Was totalitäre Gesellschaften, traditionelle Antifestivals und Covid-Sperren gemeinsam haben, ist ein Kontrollreflex. Dieser Reflex begegnet jedem Versagen der Kontrolle mit noch mehr Kontrolle. Wenn herbizidresistentes Unkraut auftaucht, ist die Lösung ein neues Herbizid. Wenn Einwanderer die Grenze überschreiten, bauen wir eine Mauer. Wenn ein Schulschütze in ein verschlossenes Schulgebäude eindringt, verstärken wir es weiter. Wenn Keime eine Resistenz gegen Antibiotika entwickeln, entwickeln wir neue und stärkere Antibiotika. Wenn Masken die Ausbreitung von Covid nicht verhindern können, tragen wir zwei. Wenn unsere Tabus das Böse nicht in Schach halten können, verdoppeln wir sie. Der kontrollierende Geist sieht ein Paradies voraus, in dem jede Handlung und jedes Objekt überwacht, gekennzeichnet und kontrolliert wird. Es wird keinen Platz für irgendetwas Schlechtes geben. Nichts und niemand wird fehl am Platz sein. Jede Handlung wird autorisiert sein. Jeder wird sicher sein.

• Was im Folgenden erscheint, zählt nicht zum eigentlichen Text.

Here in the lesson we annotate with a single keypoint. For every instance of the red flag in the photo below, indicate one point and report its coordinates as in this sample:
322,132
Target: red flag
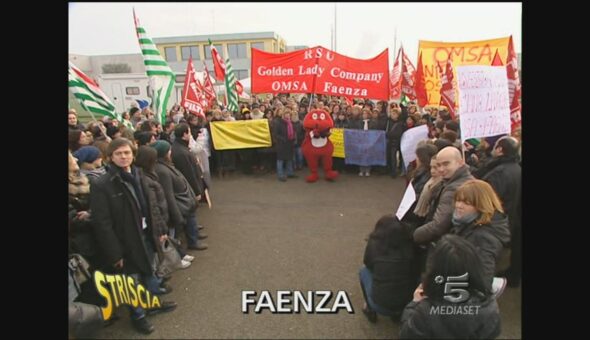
218,63
349,101
513,86
191,95
420,86
395,85
447,91
497,61
408,73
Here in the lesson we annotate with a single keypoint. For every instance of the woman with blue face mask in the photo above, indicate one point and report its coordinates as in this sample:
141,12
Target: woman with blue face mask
479,218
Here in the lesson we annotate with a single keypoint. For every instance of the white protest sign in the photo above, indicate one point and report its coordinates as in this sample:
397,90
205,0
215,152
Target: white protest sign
484,107
407,201
410,139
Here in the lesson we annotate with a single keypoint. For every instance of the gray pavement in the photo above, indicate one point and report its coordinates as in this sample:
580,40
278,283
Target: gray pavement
269,235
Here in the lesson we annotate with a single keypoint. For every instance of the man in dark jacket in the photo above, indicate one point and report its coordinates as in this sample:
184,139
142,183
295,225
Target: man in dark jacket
120,207
395,129
504,175
186,163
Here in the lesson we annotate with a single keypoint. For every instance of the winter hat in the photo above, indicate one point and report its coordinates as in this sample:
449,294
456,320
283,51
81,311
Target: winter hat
162,147
87,154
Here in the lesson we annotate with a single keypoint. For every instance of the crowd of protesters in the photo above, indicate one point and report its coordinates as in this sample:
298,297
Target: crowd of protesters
126,177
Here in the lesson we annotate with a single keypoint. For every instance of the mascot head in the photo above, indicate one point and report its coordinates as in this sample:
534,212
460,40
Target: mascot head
318,119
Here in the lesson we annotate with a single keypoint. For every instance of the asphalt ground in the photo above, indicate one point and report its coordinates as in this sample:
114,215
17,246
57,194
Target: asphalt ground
270,235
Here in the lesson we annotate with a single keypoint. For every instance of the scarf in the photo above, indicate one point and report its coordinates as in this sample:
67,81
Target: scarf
290,131
133,179
424,200
465,219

Diejenigen, die den Kontrollprogrammen von Bill Gates und der technokratischen Elite Böswilligkeit unterstellen, sehen nicht den Idealismus hinter dem technologischen Programm. Für die Eliten erscheinen ihre Kritiker unverständlich: verblendete, ignorante Feinde des Fortschritts selbst, Feinde der Verbesserung der Menschheit.

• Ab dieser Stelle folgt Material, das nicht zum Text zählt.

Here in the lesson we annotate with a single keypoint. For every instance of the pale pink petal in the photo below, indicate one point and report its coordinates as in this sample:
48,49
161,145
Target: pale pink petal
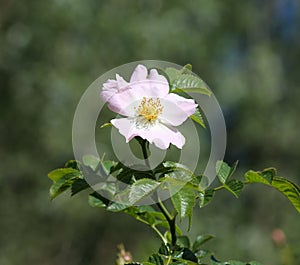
154,75
176,109
125,101
161,136
139,73
187,105
126,127
122,84
111,87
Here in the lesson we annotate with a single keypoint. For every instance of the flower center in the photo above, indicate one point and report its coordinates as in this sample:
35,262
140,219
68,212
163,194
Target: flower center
148,111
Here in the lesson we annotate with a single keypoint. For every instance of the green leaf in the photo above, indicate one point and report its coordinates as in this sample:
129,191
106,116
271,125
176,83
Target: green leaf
63,183
60,172
265,177
197,117
224,171
286,187
189,83
96,200
201,253
107,166
117,207
91,161
156,259
78,185
185,254
141,189
72,164
234,186
164,250
172,74
206,197
187,69
184,201
183,241
200,240
104,125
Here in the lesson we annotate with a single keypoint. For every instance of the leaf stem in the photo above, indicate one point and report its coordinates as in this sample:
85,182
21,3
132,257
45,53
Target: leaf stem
170,219
144,150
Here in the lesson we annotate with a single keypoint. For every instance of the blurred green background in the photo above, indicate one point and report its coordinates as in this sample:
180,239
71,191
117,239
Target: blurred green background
50,51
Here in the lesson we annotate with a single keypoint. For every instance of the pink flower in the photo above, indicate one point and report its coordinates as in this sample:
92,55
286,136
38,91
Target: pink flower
149,110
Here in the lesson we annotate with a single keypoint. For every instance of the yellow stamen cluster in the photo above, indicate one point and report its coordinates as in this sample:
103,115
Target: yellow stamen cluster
148,111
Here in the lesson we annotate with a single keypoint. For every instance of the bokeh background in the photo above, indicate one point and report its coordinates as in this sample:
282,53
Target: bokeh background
50,51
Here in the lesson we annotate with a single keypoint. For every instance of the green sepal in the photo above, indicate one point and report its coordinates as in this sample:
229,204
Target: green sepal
200,240
205,197
197,117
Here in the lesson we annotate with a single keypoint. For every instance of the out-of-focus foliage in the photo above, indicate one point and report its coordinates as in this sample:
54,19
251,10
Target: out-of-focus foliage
50,51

Leider ist das Paradies der totalen Kontrolle für sie und für uns eine Fata Morgana, die umso schneller verschwindet, je schneller wir uns ihr nähern. Je strikter wir die Ordnung durchsetzen, desto mehr Chaos dringt durch die Ritzen. Girard: „Gewalt, die zu lange in Schach gehalten wird, wird ihre Grenzen überschreiten – und wehe dem, der zufällig in der Nähe ist.“ Dasselbe gilt für andere Aspekte des Wilden: Begehren, Wut, Angst, Eros. Extreme Ordnung erzeugt ihr Gegenteil.

Eine subtile Parallele verbindet die Dynamik des Opfers mit anderen Programmen der Kontrolle. Letztlich hängen beide von einer falschen Reduktion ab, deren vorübergehender Anschein von Erfolg das Fortbestehen tieferer Probleme ermöglicht. Die Ursache der Einwanderung sind nicht nur die Einwanderer, die Ursache von Schießereien in Schulen sind nicht nur die Schützen, die Ursache von Krankheiten sind nicht nur Krankheitserreger, die Ursache des Klimawandels sind nicht nur Treibhausgase. Sie sind nur die Endpunkte eines langen Prozesses; sie sind die auffälligsten unter einem Komplex von Ursachen; sie sind, wie ein Sündenbock, bequeme Ziele für die Ausübung von Macht. Nachdem wir sie ausgeübt haben, sind wir zufrieden, dass wir etwas getan haben.